Pseudo Dollo models for the evolution of binary characters along a tree

The stochastic Dollo model is a model for capturing evolution of features, for example cognate data in language evolution. However, it is rather sensitive to borrowing events, coding errors, semantic shift and other anomalies, so other models, in particular the covarion model, tends to have a better fit to the data. Here, we introduce the pseudo Dollo model, a model of character evolution along a tree that can be formulated as a three-state continuous time Markov chain (CTMC) model. The initial state represent absence of a feature, then a birth event allows the feature to be present. A death event can follow so that the feature becomes absent again. However, no new birth events are allowed after a death event has taken place. We examine the model in a fully Bayesian setting, and demonstrate it can have a better fit than some of the popular alternative models on some real world datasets. Some variations on the pseudo Dollo model are introduced as well, including the multi-state pseudo Dollo model and pseudo Dollo covarion model.

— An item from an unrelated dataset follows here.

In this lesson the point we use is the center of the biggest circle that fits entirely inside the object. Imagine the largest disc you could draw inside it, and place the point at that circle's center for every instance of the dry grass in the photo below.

The model is implemented in open source software Babel, a package to BEAST [2] licensed under LGPL. A user friendly way to set up an analysis is available through BEAUti, the graphical user interface of BEAST.

[1]  Tanja Stadler,et al.  Bayesian Inference of Sampled Ancestor Trees for Epidemiology and Fossil Calibration , 2014, PLoS Comput. Biol..

[2]  William J. Stewart,et al.  Introduction to the numerical solution of Markov Chains , 1994 .

[3]  Dong Xie,et al.  BEAST 2: A Software Platform for Bayesian Evolutionary Analysis , 2014, PLoS Comput. Biol..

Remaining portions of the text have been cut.